Czy "Festiwal Dygacza" w katowickim Spodku był w Twojej karierze pierwszym festiwalem muzyki folkowej w Polsce, w którym wzięłaś udział?


Niech sobie przypomnę. Tak, to był pierwszy mój festiwal folkowy. Ale dwa lata temu odbył się we Wrocławiu Festiwal "Jazz Nad Odrą" pod hasłem "jazz na ludowo". I właściwie dobrze się złożyło, gdyż pracowałyśmy już wtedy z Grażyną Auguścik nad nowym materiałem i wówczas był to taki "kop", żeby pokazać ten repertuar publiczności jazzowej.
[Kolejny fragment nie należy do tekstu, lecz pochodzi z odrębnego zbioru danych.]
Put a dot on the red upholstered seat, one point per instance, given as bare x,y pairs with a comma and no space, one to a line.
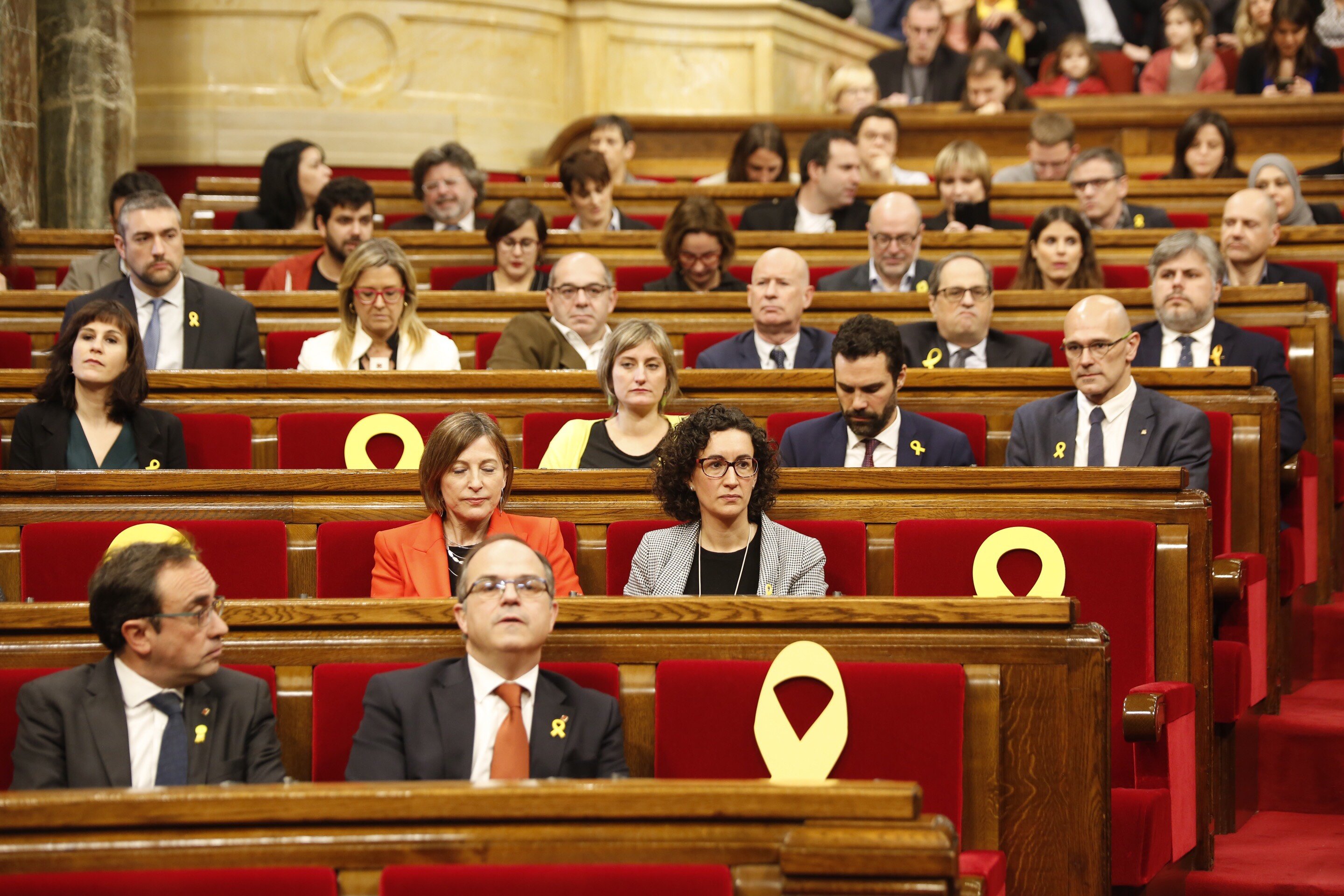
539,429
557,880
206,882
217,441
248,558
339,703
973,425
845,543
318,441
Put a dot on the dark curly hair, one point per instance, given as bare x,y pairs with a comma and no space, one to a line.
682,449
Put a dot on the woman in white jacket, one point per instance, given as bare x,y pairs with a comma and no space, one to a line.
379,329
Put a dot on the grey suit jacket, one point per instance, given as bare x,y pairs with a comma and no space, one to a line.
791,563
1162,432
73,731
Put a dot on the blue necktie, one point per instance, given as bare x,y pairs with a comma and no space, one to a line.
152,337
173,751
1096,442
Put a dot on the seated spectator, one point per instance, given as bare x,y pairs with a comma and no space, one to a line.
826,202
186,324
961,172
777,296
451,186
760,156
1204,148
580,297
1277,176
379,328
698,242
875,133
506,609
870,429
1186,65
588,184
1101,184
1291,62
613,139
851,89
637,375
961,300
718,475
896,231
344,218
1074,72
467,475
517,234
1108,420
123,722
291,178
924,70
1059,253
95,272
1187,273
992,85
91,412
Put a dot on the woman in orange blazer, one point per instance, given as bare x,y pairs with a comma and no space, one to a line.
465,479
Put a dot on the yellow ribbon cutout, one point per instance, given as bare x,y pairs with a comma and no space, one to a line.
813,756
357,444
984,573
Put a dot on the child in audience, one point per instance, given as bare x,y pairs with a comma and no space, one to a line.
1073,72
1184,66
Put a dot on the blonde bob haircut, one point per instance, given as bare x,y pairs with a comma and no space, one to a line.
963,154
377,253
454,436
630,335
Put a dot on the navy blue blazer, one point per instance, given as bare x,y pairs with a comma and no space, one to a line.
923,442
1242,348
740,352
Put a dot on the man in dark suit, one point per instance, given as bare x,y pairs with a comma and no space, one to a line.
495,714
158,710
961,299
1108,420
1101,184
830,171
183,323
778,293
871,429
1187,274
896,230
925,70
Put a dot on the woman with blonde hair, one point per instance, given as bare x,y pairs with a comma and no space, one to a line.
379,329
639,378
A kiedy ostatnio występowałaś w Polsce?


Właśnie na "Festiwalu Dygacza" [śmiech]. Ostatnio występowałam w Gruzji. Byłam z Michałem Urbaniakiem i jego zespołem na tamtejszym festiwalu. Później uczyłam i koncertowałam w Szwecji i Danii. Ale koncert, który bardzo dobrze pamiętam odbył się pierwszego lipca w Krakowie, gdzie na zaproszenie organizatorów obchodów Kulturalnej Stolicy Europy 2000, śpiewałyśmy ten sam repertuar, który wykonywałyśmy wcześniej nad Odrą, a kilka dni temu w Katowicach. Telewizyjna Jedynka powinna to wyemitować jeszcze w październiku. Było to bardzo ciekawe zdarzenie, ponieważ oprócz Grażyny i mnie wystąpiły tam zaproszone przez nas dziewczyny, trzy Amerykanki i Austriaczka. Zespół kobiecy. Zresztą w tym samym składzie, gdy na wszystkich instrumentach grały same dziewczyny, występowałyśmy również we Wrocławiu.


Przysłuchiwałaś się sporej części porannej Gali "Śląskiego Śpiewania" w wykonaniu śląskich dzieci i wieczornej z udziałem zespołów grających muzykę folkową zawodowo. Jak oceniasz przygotowanie i możliwości śląskich dzieciaczków oraz interpretacje muzyki ludowej w wykonaniu tych starszych?


O tych starszych trudno mi jest powiedzieć, gdyż przygotowując się do koncertu siedzę w garderobie i nie słucham innych wykonawców. Natomiast byłam w Spodku wcześniej i faktycznie przysłuchiwałam się dzieciom, które tam śpiewały, pięknie wyglądały, pięknie się ruszały. To było bardzo wzruszające, piękne. Sam pomysł żeby dzieci śpiewały w gwarze był bardzo trafiony. Dzięki temu było tyle fantastycznej i rewelacyjnej muzyki. Ja sama nie znam tych utworów. To były oryginalne, gdzieś wyszukane piosenki. Duże brawa dla organizatorów, nauczycieli, rodziców i dla tych wszystkich dzieci, które z takim przejęciem i poświęceniem występowały. Były takie naturalne, takie szczere i oddane, że ja po prostu "wymiękłam". Z Grażyną siedziałyśmy, miałyśmy otwarte szeroko buzie i nie mogłyśmy wyjść z podziwu. Gratuluję.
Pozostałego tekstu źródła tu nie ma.